When we are truly being ourselves, without the barrier of mind chatter and negative emotions, it is easier to make direct connection between you, the spiritual being, and the world around you. This is an aesthetic experience, one of truth. Have you ever become totally absorbed by a project, a picture, a piece of music, a landscape? The mind becomes concentrated and still and you feel 'at one'.

A shift in awareness - an awakening - can be triggered by such things as a dream, a memory, an evocative smell, falling in love, being afraid. It is only necessary for our defenses to be down (which means we are holding no preconceived ideas) in order that we can experience something more intensely, as if for the first time, in a new moment. Can you recall such an experience of connecting, and the feeling of it?

To experience connection rather than separation, we need to break all attachments with our thoughts and desires and so learn to suspend our judgment. It is possible to connect and experience your spiritual self at any time, whatever you are doing. With Gurdjieff's technique of 'self remembering' we adopt the role of witness as we go about our everyday lives. The witness observes all your doings but is non-evaluative; it does not judge your actions (remember, you are not your actions). For example, you might eat a chocolate cake and then get annoyed with yourself for having eaten it. The witness (if and when it arrives) would note: "He is eating a cake; he is annoyed at himself for doing so". The witness is dispassionate and does not care what you do, think and feel but simply notes it.

Of course, like stopping thoughts, this is easier said than done. You might be driving down the street and the witness notes that; you feel content and that is noted; then someone cuts right in front of you causing you to slam on the brakes. You forget about witnessing and immediately identify with your emotions of anger or frustration. Only much later do you remember that you were attempting to witness! But with practice you find it is possible to 'wake up' in the middle of a drama and observe a part of yourself hooked by an emotion; to that degree you have then learned that you are not your emotions, you have differentiated your real self, the spiritual being that has intrinsic worth and cannot be judged in the same way that the inappropriate or self-defeating emotions and behaviors may be. And because you stop judging your self, you notice that the same applies to others, so you can cease judging them too.

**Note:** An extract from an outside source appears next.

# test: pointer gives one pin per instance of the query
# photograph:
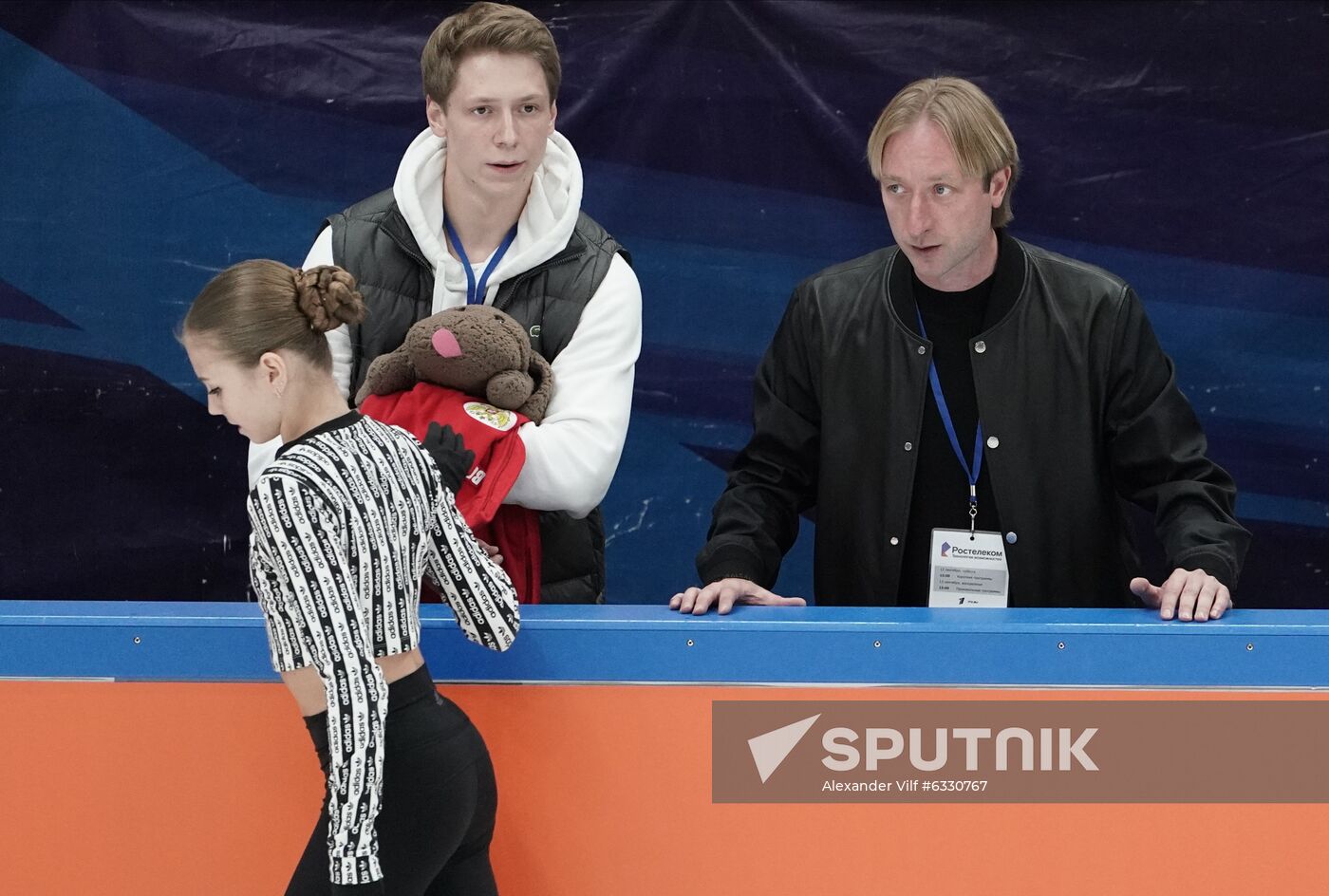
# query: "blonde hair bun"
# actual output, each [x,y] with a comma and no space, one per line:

You notice that as you dramatize various thoughts, emotions and behaviors it is as though you were different people at the time, other little personalities that come and go as appropriate, but usually reactively, according to patterns of behavior rather than consciously.

How many 'yous' are there inside you? Very many. By lunch time today you may have been thoughtful, serious, annoyed, lustful, tired, forgetful, and have had many fleeting intentions and purposes toward others or ideas about what you want or don't want. You may have been acting like some person you admire or not like another who don't want to be associated with. And many, many other ways of being. Each 'sub-personality' is all-consuming while it lasts, and some of these sub-personalities may play a major role in your make-up. Who you think you are may even actually be a sub-personality and not the real essence of you.

Gurdjieff points out that sometimes one 'you' does something for which every other 'you' must pay, maybe for the rest of your life. Our 'yous' are numerous and ephemeral and all are evaluative and judgmental, and have plenty of irrational thoughts and beliefs, harmful intentions and painful emotions attached to them. Each is actually a solution to past problems that is retained and replayed in the present. To break this ceaseless train of identifications with the technique of self remembering is to give ourselves some inner freedom.

The more you use this technique the more powerful it becomes. Each 'you' is a reflection of a link with a desire, feeling or thought - these are our links with the material world. By taking on the role of witness we can objectify these 'yous' and so break our identification with them.

When we experience our spirituality we recognize our true place in the world and we know that we have our own vital role to play. This feeling of truly belonging creates a sense of worthiness which enhances our self-esteem.